How does the Haryana Industrial Policy compare to peer states?
Haryana’s pitch differs from Karnataka and Maharashtra in three concrete ways. Karnataka’s tech-policy edge still rests on Bengaluru’s talent pool and its older GCC head-start, while Maharashtra leans on Mumbai’s financial-services cluster. Haryana is making a clean play for the data-centre and GCC layer, anchored by Gurugram’s proximity to Delhi-NCR power and fibre infrastructure and the new Rs 20,000 Cr Anant Raj commitment, delivered through its subsidiary Anant Raj Cloud. The AI Single Window 2.0 also gives the state an operational-speed claim that few rival states can match in 2026.
Also Read
- India’s Data Centre Boom: Why Gurugram Is The New Hub
- Global Capability Centres In India: The Rs 100 Bn Opportunity
- Anant Raj Data Centre Expansion: From Manesar To Rai
What’s Next
Watch for the “Happening Haryana” Global Investors Summit in the coming months, where the state plans to convert the day-one MoU pipeline into ground-broken projects. By FY27, Gurugram and Manesar are likely to absorb the bulk of new data-centre and GCC capacity. The bigger question: will Haryana’s AI-portal model become the template for other Indian states racing for the same investor dollar?
Frequently Asked Questions
What is the Haryana Industrial Policy 2026?
The Haryana Industrial Policy 2026, branded “Make in Haryana”, is a five-year industrial policy launched on June 1, 2026 by Chief Minister Nayab Singh Saini. It targets Rs 5 Lakh Cr in investments and 10 Lakh jobs, with a focus on data centres, GCCs, electronics, EVs, and advanced manufacturing.
What is the AI Single Window 2.0 under the new policy?
The AI Single Window 2.0, officially called the Intelligent Investment Facilitation Portal, is an AI-enabled platform that bundles approvals, land allocation, incentives, and clearances on a single interface. It uses a smart AI agent, an AI investment blueprint generator, and a GIS-based land identification tool to reduce procedural delays for investors.

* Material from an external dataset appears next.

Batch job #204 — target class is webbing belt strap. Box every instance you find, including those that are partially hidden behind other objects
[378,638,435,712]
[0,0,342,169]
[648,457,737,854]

Which companies signed MoUs on day one?
Day-one MoUs hit Rs 1.10 Lakh Cr. Anchor signatories include Anant Raj (Rs 20,000 Cr data centre), National Australia Bank Global Innovation Center, Reliance MET City, India Cellular and Electronics Association, Horizon Industrial Parks, and Sumitomo Corp India. Together they bring Rs 30,000 Cr in FDI commitments.